November and December could be busy months for Build America Bonds, the popular 20-month old program that has funded infrastructure projects around the country.

The program, created under the 2009 American Recovery and Reinvestment Act,  is slated to expire on Dec. 31 unless Congress extends it.

The Obama administration and some in Congress have proposed to keep the bond program going beyond the end of this year. But given the possibility that Congress won't act, states and localities may head to market to take advantage of the program's low, federally subsidized interest rates.

The volume of Build America Bonds (BABs) rose to $150.2 billion as of the end of October,  the Treasury Dept. reported on Nov. 5
in its latest update on the program.

October was the third-busiest month in the program's brief history, with issues totaling  $12.4 billion, a 31% jump from September's volume, according toTreasury, which has cited data from Bloomberg in its monthly reports on BABs. 

October 2009 was the top month so far, with $12.9 billion issued.

The first BABs were issued in April 2009. From that point through October, they have accounted for 21.6% of the municipal bond market.

What has attracted state and local agencies to use the new bonds is a federal subsidy that equals 35% of the interest cost that they  incur when they issue them.

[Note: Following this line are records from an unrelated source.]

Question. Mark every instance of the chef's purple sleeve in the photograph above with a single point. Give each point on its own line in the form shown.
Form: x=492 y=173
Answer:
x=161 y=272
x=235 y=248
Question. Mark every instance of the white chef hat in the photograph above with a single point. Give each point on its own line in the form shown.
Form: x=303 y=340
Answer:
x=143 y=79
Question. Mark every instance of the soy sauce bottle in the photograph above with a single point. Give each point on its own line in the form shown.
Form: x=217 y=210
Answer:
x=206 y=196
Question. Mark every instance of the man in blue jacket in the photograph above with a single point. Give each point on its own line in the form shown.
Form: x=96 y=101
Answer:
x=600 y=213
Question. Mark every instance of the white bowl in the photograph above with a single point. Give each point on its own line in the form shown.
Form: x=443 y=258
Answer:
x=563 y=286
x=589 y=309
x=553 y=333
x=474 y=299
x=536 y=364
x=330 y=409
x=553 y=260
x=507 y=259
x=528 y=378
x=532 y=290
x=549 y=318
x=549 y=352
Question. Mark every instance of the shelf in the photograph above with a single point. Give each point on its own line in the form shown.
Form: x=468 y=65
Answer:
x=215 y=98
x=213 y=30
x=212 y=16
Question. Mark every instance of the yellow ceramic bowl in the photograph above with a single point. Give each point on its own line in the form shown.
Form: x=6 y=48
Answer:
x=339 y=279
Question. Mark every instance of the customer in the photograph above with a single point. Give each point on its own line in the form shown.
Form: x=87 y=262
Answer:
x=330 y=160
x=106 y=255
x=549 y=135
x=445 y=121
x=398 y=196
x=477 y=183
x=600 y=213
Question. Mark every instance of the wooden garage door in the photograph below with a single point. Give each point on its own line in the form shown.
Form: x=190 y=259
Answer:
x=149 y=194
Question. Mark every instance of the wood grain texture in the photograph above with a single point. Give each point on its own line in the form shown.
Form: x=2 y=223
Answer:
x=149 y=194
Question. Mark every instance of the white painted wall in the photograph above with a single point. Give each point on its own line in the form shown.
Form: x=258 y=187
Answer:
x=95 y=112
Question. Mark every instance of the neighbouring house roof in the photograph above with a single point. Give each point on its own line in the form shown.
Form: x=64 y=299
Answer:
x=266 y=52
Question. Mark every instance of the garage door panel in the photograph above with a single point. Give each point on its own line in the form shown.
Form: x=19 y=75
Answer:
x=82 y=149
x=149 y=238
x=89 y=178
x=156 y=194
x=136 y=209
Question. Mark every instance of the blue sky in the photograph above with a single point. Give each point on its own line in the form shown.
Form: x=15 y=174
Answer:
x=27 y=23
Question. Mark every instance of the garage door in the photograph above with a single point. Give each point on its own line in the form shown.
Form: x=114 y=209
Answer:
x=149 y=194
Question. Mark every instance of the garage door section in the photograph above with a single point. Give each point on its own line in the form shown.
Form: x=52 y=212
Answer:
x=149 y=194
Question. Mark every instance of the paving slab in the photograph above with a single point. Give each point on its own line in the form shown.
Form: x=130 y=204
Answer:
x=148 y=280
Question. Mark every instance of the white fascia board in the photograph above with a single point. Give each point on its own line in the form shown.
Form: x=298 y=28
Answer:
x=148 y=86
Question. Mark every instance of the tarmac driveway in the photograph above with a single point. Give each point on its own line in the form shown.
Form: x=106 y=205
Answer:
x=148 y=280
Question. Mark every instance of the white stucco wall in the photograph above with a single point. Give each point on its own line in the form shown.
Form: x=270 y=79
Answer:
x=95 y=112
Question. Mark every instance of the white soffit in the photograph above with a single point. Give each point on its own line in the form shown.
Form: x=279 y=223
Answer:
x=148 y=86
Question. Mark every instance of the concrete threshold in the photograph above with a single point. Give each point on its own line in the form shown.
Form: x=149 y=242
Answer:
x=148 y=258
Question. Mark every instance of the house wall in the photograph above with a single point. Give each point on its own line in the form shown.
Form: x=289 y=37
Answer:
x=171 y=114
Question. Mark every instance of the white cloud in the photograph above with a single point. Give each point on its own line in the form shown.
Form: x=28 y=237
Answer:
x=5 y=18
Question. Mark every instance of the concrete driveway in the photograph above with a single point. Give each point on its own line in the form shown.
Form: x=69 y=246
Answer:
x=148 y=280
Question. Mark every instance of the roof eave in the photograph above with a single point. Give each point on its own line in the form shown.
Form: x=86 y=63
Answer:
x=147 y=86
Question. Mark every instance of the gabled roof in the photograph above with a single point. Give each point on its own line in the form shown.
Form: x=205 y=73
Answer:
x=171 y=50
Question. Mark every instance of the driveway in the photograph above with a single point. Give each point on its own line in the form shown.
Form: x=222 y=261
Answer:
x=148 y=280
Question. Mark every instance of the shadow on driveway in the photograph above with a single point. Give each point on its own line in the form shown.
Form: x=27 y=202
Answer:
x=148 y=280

Under the stimulus act, BABs are due to expire at the end of December. The Obama administration has proposed making the bond program permanent and widening their uses, but also cutting their interest subsidy to 28%.

The House last March passed a bill that would extend the bond program to April 2013, but also phase down the interest subsidy to 30% by the end of that period.

The Senate has not acted yet on an extension. But Senate Finance Committee Max Baucus (D-Mont.) in September proposed a tax package that includes a provision to extend BABs  through December 2011. The Baucus plan would trim the interest subsidy to 32% for such bonds issued in calendar 2011.

Alan B. Krueger, Treasury's assistant secretary for economic policy and chief economist, said, "In the beginning, Build America Bonds helped fill a critical hole in the municipal finance market left by the financial crisis. Now, Build America Bonds have ...become an important source of financing to help state and local governments undertake much-needed infrastructure projects."